The vegetation in the park is mainly a combination of moist mixed semi evergreen forests, moist mixed deciduous forest, canebrakes and grasslands. It is the largest salix swamp forest in north eastern India.
The park gets flooded during the monsoon season by Dibru and Brahmaputra rivers. The park also has patches of wet evergreen forest. Due to the different climatic conditions and vegetation one can see different varieties of plants and trees grown all around the park.
Some of the important trees grown along with Bamboo and cane are Arundo donax ( tall perennial cane), Imperata cylindrica (species of grass), Bischofia javanica ( bishop wood), Lagerstroemia parviflora (crape myrtle), Terminalia myriocarpa, Dillenia indica (elephant apple), Bombax ceiba (cotton tree) and many more
The park is home for varieties of species of birds, around 36 species of mammals and different species of reptiles. Even though the primary aim of the park was to protect the White Winged Wood duck in its natural habitat.
It also home for many other mammals like Bengal tiger, Indian leopard, Clouded leopard, Chinese pangolin, Ganges dolphin, Assamese macaque, pig tailed macaque, barking deer, Sambar deer, Asiatic water buffalo and many more. The park is home for bright colored wild horses known as feral horses.
The park is a paradise for bird lovers. Some of the rare species of birds can be seen here. One can see puff-throated babbler, Jerdon’s bushchat, white-bellied heron, grey heron, chestnut-crowned bush warbler, yellow bittern, Asian openbill, lesser adjutant, rufous-rumped grassbird, swamp francolin, spot-billed pelican, greylag goose, black stork, glossy ibis, white backed vulture, osprey, Himalayan griffon,
Bengal florican, brown fish owl, great pied hornbill, Pallas’s fish eagle, grey headed fish eagle, spotted redshank, greenshank, pale capped pigeon and many more.
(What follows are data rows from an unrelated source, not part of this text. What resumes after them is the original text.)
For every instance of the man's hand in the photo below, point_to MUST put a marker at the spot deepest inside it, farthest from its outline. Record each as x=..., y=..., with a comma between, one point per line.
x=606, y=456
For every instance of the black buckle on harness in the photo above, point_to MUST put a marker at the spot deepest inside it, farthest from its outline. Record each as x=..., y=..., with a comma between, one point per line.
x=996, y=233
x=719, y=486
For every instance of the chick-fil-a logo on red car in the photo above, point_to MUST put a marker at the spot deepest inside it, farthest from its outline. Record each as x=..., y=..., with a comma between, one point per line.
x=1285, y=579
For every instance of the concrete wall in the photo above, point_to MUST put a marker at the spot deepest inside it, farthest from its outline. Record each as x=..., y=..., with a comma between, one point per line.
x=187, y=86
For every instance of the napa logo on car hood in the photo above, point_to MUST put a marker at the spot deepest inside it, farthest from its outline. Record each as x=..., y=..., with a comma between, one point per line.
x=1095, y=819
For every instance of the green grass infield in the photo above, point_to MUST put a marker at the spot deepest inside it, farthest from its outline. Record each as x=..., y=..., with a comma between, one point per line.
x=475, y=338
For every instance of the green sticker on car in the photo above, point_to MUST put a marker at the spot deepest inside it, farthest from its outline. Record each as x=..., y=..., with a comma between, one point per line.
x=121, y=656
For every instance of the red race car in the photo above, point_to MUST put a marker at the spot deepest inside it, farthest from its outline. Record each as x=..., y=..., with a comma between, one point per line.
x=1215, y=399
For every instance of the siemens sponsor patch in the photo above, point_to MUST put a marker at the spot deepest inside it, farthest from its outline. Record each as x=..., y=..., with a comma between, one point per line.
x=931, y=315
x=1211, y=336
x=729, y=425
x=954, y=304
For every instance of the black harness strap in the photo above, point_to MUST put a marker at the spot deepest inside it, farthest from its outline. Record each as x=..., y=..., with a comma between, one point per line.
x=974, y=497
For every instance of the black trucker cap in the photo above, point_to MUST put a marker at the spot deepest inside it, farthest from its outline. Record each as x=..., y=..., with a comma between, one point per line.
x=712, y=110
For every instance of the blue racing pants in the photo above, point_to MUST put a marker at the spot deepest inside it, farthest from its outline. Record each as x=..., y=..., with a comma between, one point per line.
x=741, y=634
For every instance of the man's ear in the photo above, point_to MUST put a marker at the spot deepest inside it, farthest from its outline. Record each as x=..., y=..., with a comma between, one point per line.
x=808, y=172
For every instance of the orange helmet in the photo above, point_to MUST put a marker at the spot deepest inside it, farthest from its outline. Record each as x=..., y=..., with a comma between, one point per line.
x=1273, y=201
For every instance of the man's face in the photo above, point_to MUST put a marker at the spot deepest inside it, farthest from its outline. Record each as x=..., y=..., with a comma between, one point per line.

Among the reptiles are monitor lizards, eight turtle species and eight snake species can be seen here.
Maguri Motapung Beel: It is a wetland and a lake located near the park. It is a natural habitat and home to around 110 different species of birds which also include migratory birds. One can do boat safari and watch some of the important birds like swamp grass babbler, white winged wood duck, falcated duck, ferruginous duck, baikal teal and many more.
It is a river island which is famous for feral horses. The island is located towards the northern side of the park. They are generally spotted in herds and during monsoon season they move in groups of around 20 horses together.
This tree is located inside the park. It is over hundred years old and has vast branches. One single tree covers a very wide area with its branches spreading everywhere. One has to take a 15 minutes boat ride to visit this tree. Villagers consider the tree as very sacred and cutting down any branches or roots would bring bad omen. It is a must visit place in the park. Prior permission is needed from the forest officer to visit the tree. On the way one can see a small lake called Saal Beel. It is home for many migratory birds.